Cool Hunting
So Yesterday. It's an adventure mystery about a teenage cool hunter who stumbles upon the most amazing sneakers ever. Needless to say, I was skeptical. I finally got around to reading it (cover to cover in flight from San Francisco to New York) earlier this week and was pleasantly surprised. Westerfeld's witty yet simple writing weaves a fun story with a bit of cool hunting education. Intrigued, I wanted to know more about Scott. He was happy to give me this interview:
What inspired you to write a book about cool hunting?
I’ve been a New Yorker for almost 20 years, but having married an Australian, I spent 2002 in Sydney. So Yesterday is partly about coming back to the city for the summer of 2003, seeing with fresh eyes the way its pieces fit together, particularly on the levels of fashion and brands and advertising, which cover NY like a second skin. My wife and I are “bi-summeral” now, and moving between two hemispheres has made both seem somewhat alien. We’re always out of step with the latest fad, movie, or catchphrase, which helps make the mechanisms of change more obvious.
Hunter, my protag in So Yesterday, is also alienated (in that healthy, questioning-how-things-work way). Having moved to NYC from Fort Snelling, Minnesota at the start of high school, he found himself in a strange environment, and had to completely relearn the codes of cool. The same thing happened to me repeatedly as a kid. My father worked for Univac back when their room-sized computers came with guys in suits; we moved around the country so often that I started at a new school ten years in a row. Like Hunter, I got really good at resetting my social codes.
Thus, So Yesterday is partly a love letter to New York, composed while discovering the city again after an absence, and partly a memoir of those teenage years, when hacking the social order can be a matter of life and death.
How did you learn about the 'art' of cool hunting? Are you a cool hunter yourself?
I’m certainly no cool hunter. For one thing, I’m not cool enough. My real training for SY has been as a science fiction writer. It’s part of our job description to extrapolate the consequences of social and technological changes, and then to tell the individual human stories that emerge from those changes. So watching street-level adaptations and trying to predict what happens next comes as second nature.
Although So Yesterday is set in the here and now, several of my sf writer friends tell me that it’s sort of science fiction, because it’s about secret histories, seeing the world through alien eyes, and Big Changes to Come. (Perhaps you could call cool hunting a type of “applied science fiction.”)
In the book you challenge the ethics of trendsetting and consider whether its role is shifting in today's brand development. Can you elaborate on those thoughts?

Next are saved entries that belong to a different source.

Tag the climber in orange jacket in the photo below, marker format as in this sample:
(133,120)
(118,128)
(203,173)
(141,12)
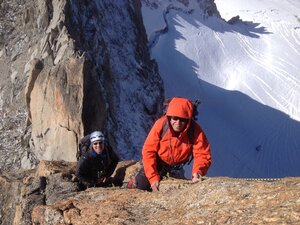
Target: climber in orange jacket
(169,145)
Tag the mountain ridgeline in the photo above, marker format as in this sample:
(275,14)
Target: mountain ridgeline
(71,67)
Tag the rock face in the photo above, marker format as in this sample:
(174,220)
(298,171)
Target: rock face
(47,195)
(72,67)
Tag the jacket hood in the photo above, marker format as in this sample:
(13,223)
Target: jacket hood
(180,107)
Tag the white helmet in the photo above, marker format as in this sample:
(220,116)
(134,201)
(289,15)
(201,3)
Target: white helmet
(97,136)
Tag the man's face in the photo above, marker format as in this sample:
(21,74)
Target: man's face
(98,146)
(178,124)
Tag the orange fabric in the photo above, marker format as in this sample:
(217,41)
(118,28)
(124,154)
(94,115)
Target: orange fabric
(180,107)
(175,150)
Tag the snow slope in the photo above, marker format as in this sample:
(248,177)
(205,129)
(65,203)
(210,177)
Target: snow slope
(246,74)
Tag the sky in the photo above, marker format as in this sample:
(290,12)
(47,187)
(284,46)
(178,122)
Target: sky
(245,73)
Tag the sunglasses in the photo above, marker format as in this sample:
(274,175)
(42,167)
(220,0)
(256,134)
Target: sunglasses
(98,143)
(175,118)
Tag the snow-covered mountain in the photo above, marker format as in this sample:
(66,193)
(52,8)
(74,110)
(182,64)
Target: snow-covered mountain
(245,72)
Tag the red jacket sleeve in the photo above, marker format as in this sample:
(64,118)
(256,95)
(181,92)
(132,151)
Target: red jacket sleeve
(201,152)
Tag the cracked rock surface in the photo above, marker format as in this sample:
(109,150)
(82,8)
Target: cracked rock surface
(48,195)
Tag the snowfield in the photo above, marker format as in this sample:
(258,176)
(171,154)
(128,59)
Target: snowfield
(246,74)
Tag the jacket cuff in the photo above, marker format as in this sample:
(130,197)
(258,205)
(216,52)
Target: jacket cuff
(154,179)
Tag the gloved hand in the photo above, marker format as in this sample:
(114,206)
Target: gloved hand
(155,186)
(196,177)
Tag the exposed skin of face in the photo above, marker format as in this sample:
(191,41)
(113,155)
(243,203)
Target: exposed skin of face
(98,147)
(178,124)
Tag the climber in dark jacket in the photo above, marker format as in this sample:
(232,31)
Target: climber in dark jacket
(96,166)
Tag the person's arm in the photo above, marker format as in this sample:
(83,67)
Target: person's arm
(82,171)
(114,161)
(202,155)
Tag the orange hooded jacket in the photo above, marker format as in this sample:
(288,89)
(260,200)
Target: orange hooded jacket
(174,149)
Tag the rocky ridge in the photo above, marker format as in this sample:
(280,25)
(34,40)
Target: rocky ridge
(47,195)
(67,68)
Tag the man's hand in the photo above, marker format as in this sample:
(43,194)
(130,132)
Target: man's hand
(155,186)
(196,178)
(102,180)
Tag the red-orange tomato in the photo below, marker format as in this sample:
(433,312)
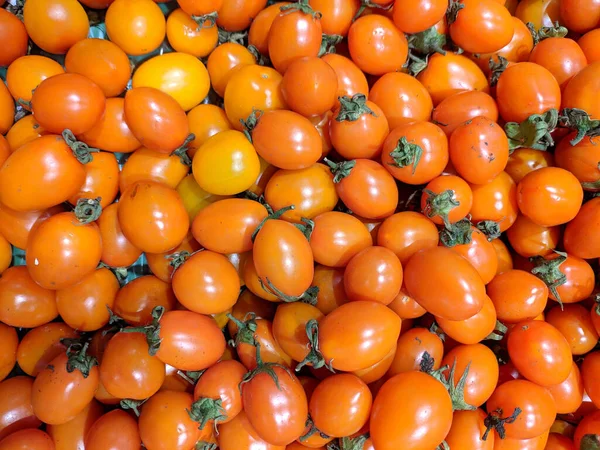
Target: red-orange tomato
(24,303)
(446,75)
(376,45)
(111,132)
(155,119)
(455,296)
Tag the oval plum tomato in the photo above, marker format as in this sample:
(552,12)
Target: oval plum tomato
(415,347)
(496,201)
(421,396)
(55,25)
(186,36)
(487,153)
(283,258)
(402,98)
(517,296)
(446,75)
(365,187)
(415,153)
(224,61)
(455,296)
(137,299)
(535,403)
(284,139)
(358,128)
(374,274)
(294,33)
(495,26)
(475,328)
(561,56)
(206,283)
(14,34)
(249,88)
(340,405)
(227,163)
(447,198)
(102,62)
(24,303)
(158,211)
(242,217)
(538,91)
(128,370)
(65,386)
(138,27)
(41,345)
(156,119)
(351,80)
(68,101)
(407,232)
(180,75)
(575,324)
(111,132)
(310,86)
(166,423)
(540,352)
(549,196)
(26,73)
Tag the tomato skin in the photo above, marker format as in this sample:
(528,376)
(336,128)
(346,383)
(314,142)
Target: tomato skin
(55,26)
(50,162)
(127,369)
(369,331)
(137,27)
(536,403)
(546,367)
(421,396)
(155,119)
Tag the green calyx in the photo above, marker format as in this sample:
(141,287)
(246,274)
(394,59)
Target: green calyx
(352,108)
(80,150)
(534,132)
(406,154)
(151,331)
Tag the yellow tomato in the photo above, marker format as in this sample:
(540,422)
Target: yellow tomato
(187,36)
(137,26)
(180,75)
(226,164)
(194,197)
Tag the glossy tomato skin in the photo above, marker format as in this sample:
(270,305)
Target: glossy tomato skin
(50,162)
(369,331)
(454,297)
(422,396)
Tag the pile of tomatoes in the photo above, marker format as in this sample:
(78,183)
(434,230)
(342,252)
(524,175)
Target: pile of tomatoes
(321,224)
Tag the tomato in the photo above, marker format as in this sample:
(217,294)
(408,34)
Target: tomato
(14,34)
(412,348)
(535,402)
(421,396)
(446,75)
(540,352)
(376,45)
(128,370)
(64,388)
(71,434)
(549,196)
(137,27)
(365,187)
(136,300)
(294,33)
(102,62)
(455,296)
(24,303)
(55,25)
(185,35)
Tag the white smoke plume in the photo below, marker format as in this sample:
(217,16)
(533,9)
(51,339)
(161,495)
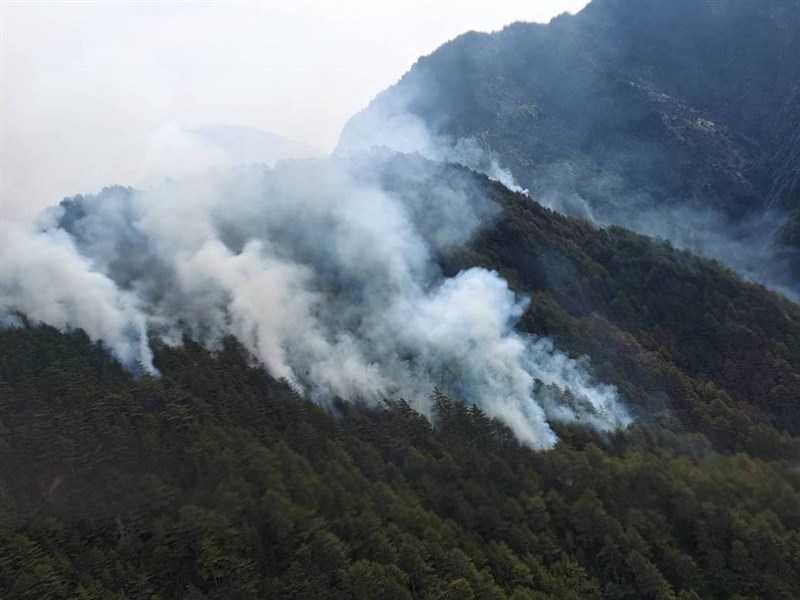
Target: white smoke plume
(324,269)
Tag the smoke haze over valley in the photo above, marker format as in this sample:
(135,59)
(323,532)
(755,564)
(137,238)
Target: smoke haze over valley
(522,326)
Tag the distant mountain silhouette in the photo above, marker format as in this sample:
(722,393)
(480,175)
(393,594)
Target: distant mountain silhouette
(679,119)
(248,145)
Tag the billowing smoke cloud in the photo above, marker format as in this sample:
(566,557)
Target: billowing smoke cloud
(324,269)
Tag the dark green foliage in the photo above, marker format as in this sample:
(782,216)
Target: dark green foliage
(216,481)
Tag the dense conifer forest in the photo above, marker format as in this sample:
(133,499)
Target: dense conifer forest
(214,480)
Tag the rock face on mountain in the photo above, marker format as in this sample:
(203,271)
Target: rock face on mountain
(679,119)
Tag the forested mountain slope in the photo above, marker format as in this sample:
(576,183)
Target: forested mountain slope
(675,118)
(216,481)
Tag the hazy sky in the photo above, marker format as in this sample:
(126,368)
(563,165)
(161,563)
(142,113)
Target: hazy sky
(97,93)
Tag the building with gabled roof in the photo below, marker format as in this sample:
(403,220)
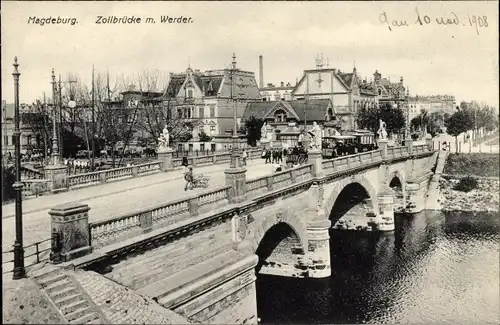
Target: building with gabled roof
(207,99)
(387,91)
(280,113)
(347,93)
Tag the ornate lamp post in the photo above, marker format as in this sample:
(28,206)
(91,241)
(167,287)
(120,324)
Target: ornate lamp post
(55,140)
(19,271)
(408,122)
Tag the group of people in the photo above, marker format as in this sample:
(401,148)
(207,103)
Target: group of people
(273,155)
(187,171)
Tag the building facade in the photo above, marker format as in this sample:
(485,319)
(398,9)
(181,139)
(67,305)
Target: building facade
(280,114)
(393,93)
(432,104)
(208,99)
(347,93)
(29,139)
(272,93)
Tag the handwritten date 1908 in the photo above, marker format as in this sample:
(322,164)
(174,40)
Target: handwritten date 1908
(476,22)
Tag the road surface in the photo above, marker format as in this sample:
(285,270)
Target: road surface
(112,199)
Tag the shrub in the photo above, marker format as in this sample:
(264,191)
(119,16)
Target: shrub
(466,184)
(9,178)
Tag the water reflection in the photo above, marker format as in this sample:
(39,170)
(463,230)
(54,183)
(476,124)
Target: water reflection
(435,267)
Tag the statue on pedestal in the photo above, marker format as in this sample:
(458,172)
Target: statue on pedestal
(195,134)
(164,139)
(382,133)
(315,133)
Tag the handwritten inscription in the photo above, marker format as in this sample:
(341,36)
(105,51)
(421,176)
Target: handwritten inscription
(449,19)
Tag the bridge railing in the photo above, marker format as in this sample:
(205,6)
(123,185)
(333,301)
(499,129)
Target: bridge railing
(350,161)
(115,174)
(34,187)
(262,185)
(146,219)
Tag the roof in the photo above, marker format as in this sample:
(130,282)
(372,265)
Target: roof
(314,109)
(210,83)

My book is aimed (at least in its official publishing category) at younger readers, who feel (thankfully) a need to challenge what’s getting sold to them. But like my character Hunter, they also understand the pleasures of marketing and brand awareness. Even the revolutionaries in my book, the Jammers, aren’t out to destroy the cool pyramid, they want to reinvigorate it by wresting it from corporate control.
However, readers will realize that I’m not railing against Madison Avenue as some kind of bogey man. Human beings will always adopt countermeasures to attempts to manipulate them; skepticism and mockery of corporations is simply part of our immune system, and it’s fun too. Advertising and consumerism may be a giant, inhuman machine, but it often feels like one of those old computers my dad worked on, unwieldy and overheated, always headed for a something of a crash.
What do you think about the black spot sneaker?
As you know, So Yesterday features a pair of super-cool sneakers bearing an anti-Nike logo—a swoosh with a bar sinister across it. The real-life anti-logo black spots popped up shortly after I’d finished the novel, but before it was published. That’s a science fiction writer’s worst nightmare, to predict something accurately, but with insufficient lead time to get it into print.
My analysis? Great minds think alike.